Wiele osób pracuje jednak wyłącznie jako ratownicy, łącząc godziny z różnych podmiotów, np. na SOR w szpitalu i w pogotowiu ratunkowym. – W zespołach wyjazdowych obciążenie pracą bywa mniejsze, chociaż w ostatnim czasie normą jest, że wsiadam do karetki o godz. 6 rano i wychodzę z niej o 18 – mówi Zimoch. – Jednak na SOR zwykle nie ma momentu na wytchnienie. Mogę pracować tam maksymalnie 12 godzin, bo po tym czasie nie jestem w stanie logicznie myśleć, a co dopiero działać. Podziwiam osoby, które biorą na SOR dobowe dyżury, choć rzeczywiście w nocy nieco maleje liczba pacjentów i ratownicy starają się wtedy dzielić pracą, by każdy miał pół godziny czy godzinę na wytchnienie, czyli przynajmniej położenie nóg do góry. Obrzęki są bowiem takie, że ludzie muszą dreptać z miejsca na miejsce, nie będąc w stanie ustać.

Z kolei w zespołach wyjazdowych bywa gorzej pod innym względem – czasem trzeba jeździć w miejsca niebezpieczne. – Ostatnio mieliśmy pacjenta pod wpływem amfetaminy; chciał nam rozwalić karetkę, wyrywać kable, zniszczyć sprzęt. Zachowywał się agresywnie również w stosunku do nas. Tacy pacjenci są najtrudniejsi, nigdy nie wiemy, jak się zachowają, nawet jeśli początkowo są spokojni – opowiada moja rozmówczyni. – Innym razem uczestniczyłam w awaryjnym otwarciu mieszkania. A tam leży człowiek we własnych odchodach, zawszony. Przewrócił się po spożyciu alkoholu i już tak został, robiąc pod siebie. A przecież takiego człowieka też musimy ogarnąć i jechać potem z nim w tej samej karetce.

Podwyżka to fikcja

Ile można zarobić, pracując w tak dramatycznie trudnych warunkach? – To, co się dzieje ostatnio, jest już poniżej mojej godności. Wyjaśnię, jak to wygląda. Moja podstawa wcześniej wynosiła 2790 zł brutto. Do tego miałam dodatek ratowniczy – 970 zł, który zabrali nam w lipcu, plus wynagrodzenie za dodatkowe dyżury – wylicza ratowniczka z karetki. – W lipcu podstawę wynagrodzenia zwiększyli nam do ok. 4100 zł brutto. Tymczasem 10 sierpnia dostałam pensję uwzględniającą dodatkowy dyżur nocny i dodatkowy dyżur świąteczny – i na konto wpłynęło mi 4100 zł. Policzyłam, że gdybym nie miała dodatkowych dyżurów, dostałabym o 200 zł netto mniej niż wcześniej. Taką „podwyżkę” dostaliśmy.

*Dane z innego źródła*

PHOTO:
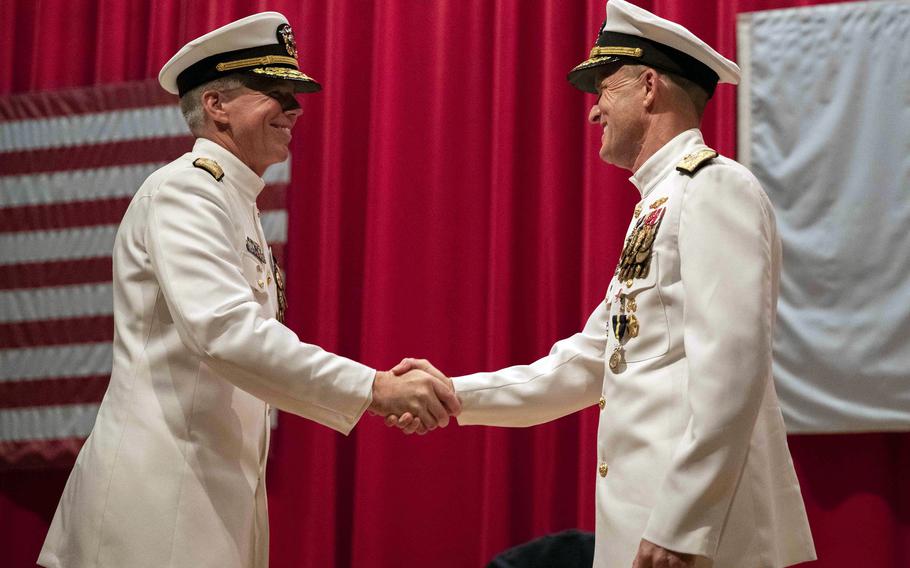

Jak to możliwe? – Przez wcześniejsze dodatki covidowe wpadliśmy w drugi próg podatkowy i płacimy teraz podatki w wysokości 32% – tłumaczy ratowniczka. – Dodatek covidowy otrzymywaliśmy od mniej więcej listopada ub.r. do końca czerwca. I teraz te pieniądze oddajemy państwu w podatkach. Większość z nas nie miała świadomości, że tak to się skończy. Teraz zostaliśmy bez dodatków covidowych i bez dodatku ratowniczego. W sierpniu nie brałam dodatkowych dyżurów – tak umówiliśmy się z pracodawcą, to moja forma protestu – więc mając wypracowane 168 godzin, boję się, jaką pensję teraz otrzymam. To będzie 4100 zł minus 32%, czyli jakieś 2800 zł. Za co? Za chodzenie po melinach, kontakt z osobami pod wpływem narkotyków. A przecież musimy być cały czas skupieni, znać się na każdej dziedzinie. Musimy być okulistami, ortopedami, chirurgami, internistami, ginekologami – nie mając żadnych możliwości diagnostycznych poza szkiełkiem i okiem, i własną wiedzą. Tyle że lekarze zarabiają pięć razy tyle. A my, za podstawę 4100 brutto, ku chwale ojczyzny, mamy być specjalistami w każdej dziedzinie, gdy każdy błąd grozi nam sprawą sądową i prokuratorem.

Bez przyszłości

Bartłomiej Zimoch: – Szczególnie współczuję tym ratownikom, którzy pracują wyłącznie na umowach cywilnoprawnych, czyli kontraktach. Kwoty, które zarabiają za godzinę, wahają się między skrajnie niską stawką 28 zł/godz. a pozwalającymi na bytowanie 40-50 zł/godz. Mówię o bytowaniu, bo życiem bym tego nie nazwał. Co bowiem, jeśli te osoby zachorują, jeśli coś im się stanie? Zarabiając tak mało, nie mają szans na żadne zabezpieczenie na przyszłość. Stawka kontraktowa powinna wynosić minimum 75 zł/godz., by te osoby mogły normalnie żyć i zabezpieczyć się na wypadek choroby. Jest takie powiedzenie: czym się różni ratownik medyczny od balkonu? Balkon jest w stanie utrzymać czteroosobową rodzinę, ratownik nie. To może brzmi żartobliwie, ale choroba ratownika jest przecież dramatem całej jego rodziny.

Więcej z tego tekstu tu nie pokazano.